O que a Embraer significa para o Brasil
A Embraer é a prova concreta de que o Brasil consegue desenvolver e sustentar tecnologia de ponta por conta própria, em um setor em que a barreira de entrada é absurdamente alta e a concorrência vem de empresas apoiadas pelos maiores mercados de defesa e pelos governos mais ricos do mundo.
O BNDES é parceiro financeiro da Embraer desde 1997 e já financiou cerca de US$ 25 bilhões em exportações da empresa ao longo desses anos, o que viabilizou a produção e exportação de mais de 1.275 aeronaves para companhias aéreas ao redor do mundo. (Agência Brasil) Mais de 90% da receita da empresa hoje vem de exportações, o que faz da Embraer um dos principais responsáveis pela entrada de dólares no Brasil via produtos manufaturados de alto valor agregado. Só nos primeiros sete meses de 2024, o Brasil exportou mais de US$ 2 bilhões em aeronaves, o maior volume para o mesmo período desde 2018. São José dos Campos respondeu por 62% desse total. (InvesteSP)
Além do dinheiro, tem o efeito sobre o tecido industrial do país. A Embraer emprega mais de 21 mil pessoas diretamente em plantas espalhadas por São José dos Campos, Botucatu, Gavião Peixoto, Campinas, Sorocaba e Taubaté. (BNDES — financiamento 2026) Nos Estados Unidos, onde a empresa mantém operações de serviços e componentes, são quase 3 mil funcionários diretos e mais 13 mil na cadeia de fornecedores locais, com planos de investir US$ 500 milhões em Dallas e Melbourne nos próximos cinco anos. (CNN Brasil) Ao longo de décadas, a empresa criou um polo aeroespacial em São José dos Campos que gerou dezenas de empresas fornecedoras, formou engenheiros que foram trabalhar em outras indústrias e estabeleceu padrões de qualidade que elevaram o nível técnico de uma região inteira. (Vale 360 News)

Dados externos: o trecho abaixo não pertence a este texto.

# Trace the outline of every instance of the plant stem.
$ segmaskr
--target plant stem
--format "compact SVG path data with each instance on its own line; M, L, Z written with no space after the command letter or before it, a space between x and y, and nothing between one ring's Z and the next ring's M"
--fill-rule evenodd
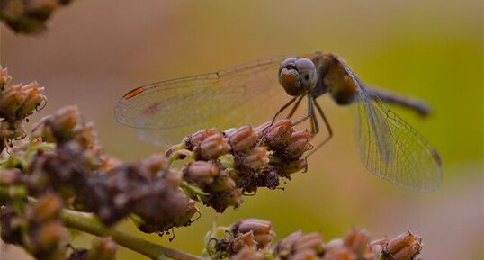
M112 237L119 245L147 256L151 259L202 260L201 256L165 247L130 233L108 228L90 213L62 210L62 222L66 227L76 229L94 236Z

O debate sobre privatização versus empresa estatal vai continuar existindo, porque o caso da Embraer é genuinamente complexo. A empresa nasceu do Estado, sobreviveu porque o setor privado não quis nem tocar no assunto, e por muito pouco não sucumbiu quando o Estado não conseguiu mais sustentá-la. Depois de 1994, foi a pressão do mercado privado que forçou a eficiência e a internacionalização que tornaram a empresa o que é hoje. Só que o BNDES nunca foi embora, o governo nunca abriu mão da golden share e o apoio às exportações continua sendo parte central da equação. O caso não cabe bem em nenhuma das correntes do debate.